Impact of Heatwaves on Power System Reliability and Mitigation Through Data-Driven Optimization

Abstract

Heatwaves, intensified by climate change, pose one of the most severe threats to power system reliability by simultaneously escalating electricity demand for cooling and degrading the performance of generation, transmission, and distribution infrastructure. Elevated ambient temperatures increase conductor resistance and cause thermal sag, forcing derating of line ampacity. These coupled stresses tighten reserve margins, heighten congestion, and elevate the risk of outages, with empirical data showing increases in outage frequency by approximately 4% and duration by 8% during heatwave periods.
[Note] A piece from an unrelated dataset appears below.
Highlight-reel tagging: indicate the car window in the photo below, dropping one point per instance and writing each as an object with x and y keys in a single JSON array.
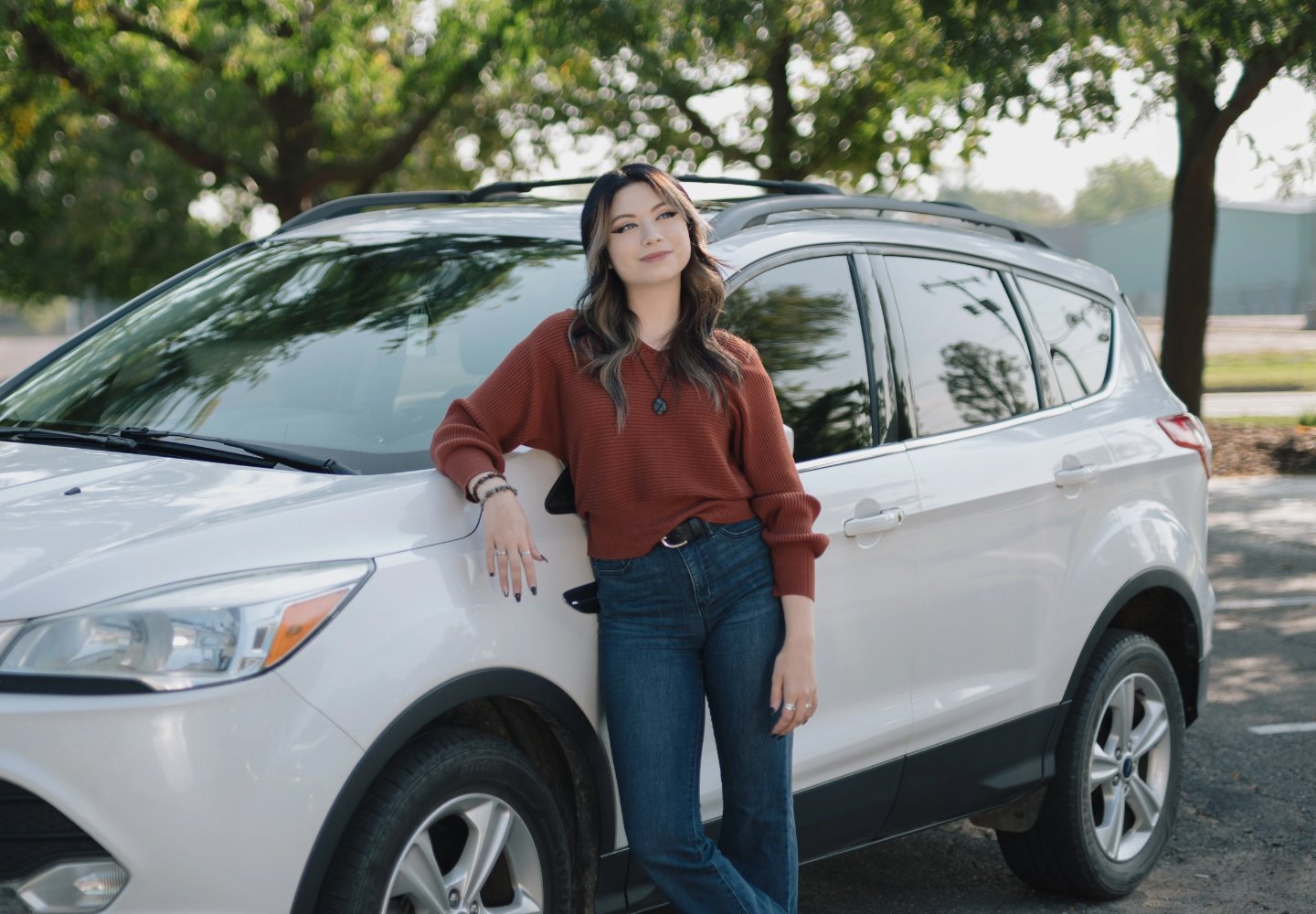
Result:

Data-driven optimization offers a powerful pathway for mitigation by leveraging high-resolution weather forecasts, historical outage records, SCADA/PMU telemetry, and climate projections to inform adaptive decision-making in unit commitment, economic dispatch, and transmission operations. This research paper provides a comprehensive assessment of the impact of heatwaves on power system reliability and explores mitigation strategies through data-driven optimization frameworks, including stochastic programming, distributionally robust optimization (DRO), and hybrid machine learning-enhanced models. It formulates temperature-dependent mixed-integer linear programs (MILP) that incorporate dynamic line ratings (DLR), temperature-adjusted loads and generation limits, and equity-aware objectives. Case studies from major heat events demonstrate that data-driven approaches can reduce expected unserved energy by 30–60%, lower operational costs, unlock additional transmission capacity via predictive DLR, and improve equity outcomes by protecting vulnerable communities. As heatwaves become more frequent and severe, integrating data-driven optimization into operational and planning practices is essential for enhancing grid resilience, maintaining reliability, and ensuring equitable energy access under increasing thermal stress.